Chinese Pressure on the Global Market: DeepSeek and Alibaba Change the Rules
In January 2025, the world of technological engineering paused when Chinese startup DeepSeek introduced its R1 model. This move was not just another model release; it was a signal that efficiency and openness can compete with the enormous investments of American corporations. Shortly thereafter, Alibaba followed, introducing the model QwQ-32B, which, with its logical reasoning capabilities, is on par with top models like DeepSeek-R1.
For comparison: While models like GPT-4o from OpenAI or Claude 3.5 Sonnet from Anthropic excel in their versatility and immense contextual ability, Chinese models focus on extreme efficiency in logical reasoning and programming. This means that at much lower training and operating costs, they can achieve results that were previously reserved only for the largest players with multi-billion dollar budgets.
Comparative View: Benchmarks and Performance
If we look at benchmarks in mathematics and programming, models like DeepSeek-R1 show capabilities that are in direct competition with the best versions of GPT. While OpenAI maintains a lead in creative writing and complex ecosystem integration (e.g., Microsoft Copilot), Chinese models offer developers something fundamental: openness. This allows companies to run these models on their own hardware, which is crucial for security and data control.
Strategic Shift: Sam Altman and the End of the Era of Closed Models?
This pressure from the East also impacts the leaders of the American AI sector themselves. According to reports from the Wall Street Journal, OpenAI CEO Sam Altman admitted that the company is on the "wrong side of history" regarding open source. The traditional "closed-source" model, where the user is dependent on the provider's API, is starting to lose ground in confrontation with a community that can fine-tune models to their own needs.
Microsoft is now considering whether to replace some parts of its Copilot with its own models to reduce dependence on OpenAI. We are thus seeing a process of market fragmentation, where new alliances are forming and old ties are breaking down. For the Czech user, this means a wider selection of tools, but also a greater need to understand what model their software is actually working with.
On-Device AI and Vertical AI: The Path to Efficiency
Part of this shift is also the trend towards so-called On-Device AI and Vertical AI. As market analyses indicate, the future is not just in giant clouds, but in intelligence that runs directly on your device (laptop, phone, or industrial sensor) without the need for an internet connection.
- On-Device AI: The model runs locally thanks to specialized chips. This ensures maximum privacy – your data never leaves the device.
- Vertical AI: Models developed for a specific industry (medicine, law, manufacturing automation). They are less universal but much more accurate and reliable in their given field.
This trend is very relevant for the European market, where regulations like the EU AI Act are strict on privacy protection. The ability to use local models (e.g., using tools like Ollama) allows companies in the Czech Republic to meet the strictest GDPR standards without having to send sensitive information to American or Chinese data centers.

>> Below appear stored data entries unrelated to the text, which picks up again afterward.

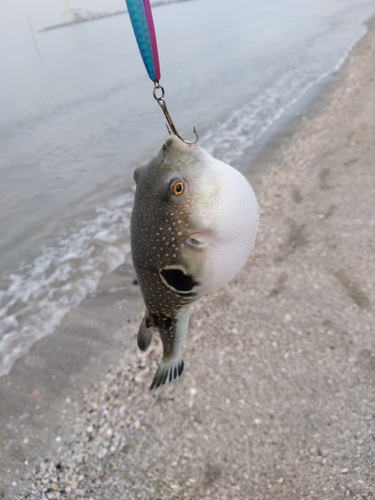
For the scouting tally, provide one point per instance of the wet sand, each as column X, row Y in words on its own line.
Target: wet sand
column 277, row 399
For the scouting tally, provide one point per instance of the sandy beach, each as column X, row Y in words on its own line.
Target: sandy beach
column 277, row 400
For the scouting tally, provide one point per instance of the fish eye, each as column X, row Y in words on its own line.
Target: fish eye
column 177, row 187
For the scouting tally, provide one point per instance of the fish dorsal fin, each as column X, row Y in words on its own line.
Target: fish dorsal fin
column 177, row 279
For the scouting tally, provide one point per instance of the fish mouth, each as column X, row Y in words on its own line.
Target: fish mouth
column 177, row 279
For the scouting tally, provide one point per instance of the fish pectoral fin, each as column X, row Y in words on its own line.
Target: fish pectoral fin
column 177, row 279
column 145, row 334
column 167, row 372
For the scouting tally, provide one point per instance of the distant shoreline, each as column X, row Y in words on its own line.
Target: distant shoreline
column 102, row 16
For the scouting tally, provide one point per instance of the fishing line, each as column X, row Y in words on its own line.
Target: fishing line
column 140, row 14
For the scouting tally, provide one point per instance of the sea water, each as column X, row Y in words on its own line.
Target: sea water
column 77, row 116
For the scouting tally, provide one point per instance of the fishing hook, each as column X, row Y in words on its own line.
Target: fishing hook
column 170, row 125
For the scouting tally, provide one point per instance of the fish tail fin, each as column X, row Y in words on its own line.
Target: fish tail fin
column 172, row 364
column 167, row 372
column 145, row 335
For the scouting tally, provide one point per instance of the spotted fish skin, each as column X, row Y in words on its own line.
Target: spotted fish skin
column 193, row 226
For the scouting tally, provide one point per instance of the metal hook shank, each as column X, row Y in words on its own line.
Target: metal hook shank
column 171, row 127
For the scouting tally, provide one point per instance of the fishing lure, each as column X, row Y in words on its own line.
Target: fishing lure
column 144, row 30
column 143, row 26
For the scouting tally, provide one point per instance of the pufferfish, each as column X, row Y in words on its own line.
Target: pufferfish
column 193, row 226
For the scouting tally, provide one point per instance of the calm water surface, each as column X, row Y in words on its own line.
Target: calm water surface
column 77, row 116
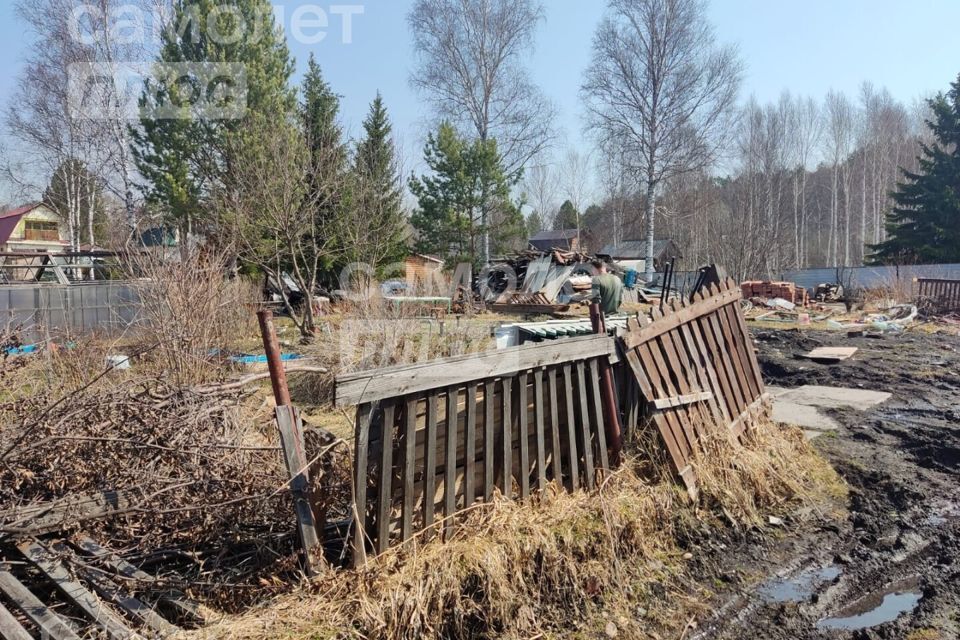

What Does This Mean for the Czech Market and Companies?
For the Czech IT sphere and small and medium-sized enterprises (SMEs), this situation brings several fundamental opportunities and challenges:
- Cost Reduction: Using open-source models (DeepSeek, Llama, Qwen) can drastically reduce the cost of operating AI services compared to a ChatGPT Plus subscription for $20/month or expensive OpenAI API calls.
- Data Sovereignty: Czech companies can implement AI within their own IT infrastructure thanks to open models, which is crucial for public administration, banking, and healthcare.
- Availability in Czech: Although these models are primarily trained on English, their ability to understand languages is significantly increasing thanks to methods like "instruction tuning." For the Czech market, it is important to monitor how well these models handle our specific grammatical forms in local deployment.
Pricing Policy: While premium services like ChatGPT Plus or Claude Pro cost around $20 (approx. 470 CZK) per month, the use of open-source models is essentially free in terms of licensing. The only costs are hardware or cloud computing costs, which for smaller models can be just a few crowns per million tokens when using an API.
Is it safe to use Chinese models like DeepSeek for sensitive data in the Czech Republic?
If you use the model via a cloud API directly from a Chinese provider, data travels to China. However, because these models are open-source, you can download and run them on your own server in the Czech Republic or within the EU. In this case, your data is fully under your control and meets GDPR requirements.
How well do these new models understand Czech?
Their level is constantly improving. Although they are not natively "Czech" models, thanks to the enormous amount of available texts on the internet, they handle Czech grammar and context very well, especially in tasks like summarization or programming. However, for extremely specific Czech legal or medical terms, it is still better to use models with local fine-tuning.
Can a small Czech company compete with large players thanks to these models?
Yes, precisely because of them. Open-source models democratize access to cutting-edge technology. A small company does not have to spend billions on developing its own model; it just needs to invest in implementing and specializing (Vertical AI) an existing open-source model for the specific needs of its customer.